Tropical Storm Cristobal

Andrew Farnsworth The Cornell Lab Jun 05, 2020

Sooty Tern. Andrew Haffenden/Macaulay Library. eBird S37761252.

Perhaps the prototypical hurricane and tropical storm bird: Sooty Tern. Andrew Haffenden/Macaulay Library. eBird S37761252.

Despite two pre-hurricane season tropical systems, we are now officially over the 1 June hurdle. And here comes Tropical Storm Cristobal, forecast to make landfall in southeastern Louisiana on Sunday evening 7 June. Before we discuss the avian potential (revisit this post, please!), please remember safety above all else: hurricanes and tropical storms are dangerous, and physical distance is more important now than ever in this stage of the evolving pandemic.

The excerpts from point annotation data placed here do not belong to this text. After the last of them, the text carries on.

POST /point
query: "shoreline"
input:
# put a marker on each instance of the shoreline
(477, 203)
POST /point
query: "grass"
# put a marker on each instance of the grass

Storms originating in the Gulf of Mexico at this time of year could produce an array of seabirds, most notably perhaps Sooty Tern and Magnificent Frigatebird. A previous storm, Tropical Storm Cindy, for example, may be a good indication of what is to come. Reports of Sooty Tern (e.g. here), Bridled Tern (e.g. here), Brown Noddy, and Magnificent Frigatebird (see this and this for examples), including this individual far from the Gulf of Mexico, are all indicative of the haul of species likely to be entrained and then displaced by this storm.

If the current track holds, and IF there are safe viewing locations in coastal Mississippi and Alabama that escape coastal flooding, sea watching may be a strategy for finding hurricane-borne birds. So, too, IF viewing conditions are safe (e.g. beware flooding) in Arkansas and winds are still sufficiently intense as Cristobal moves inland, lakes, rivers, and reservoirs may attract and hold such birds.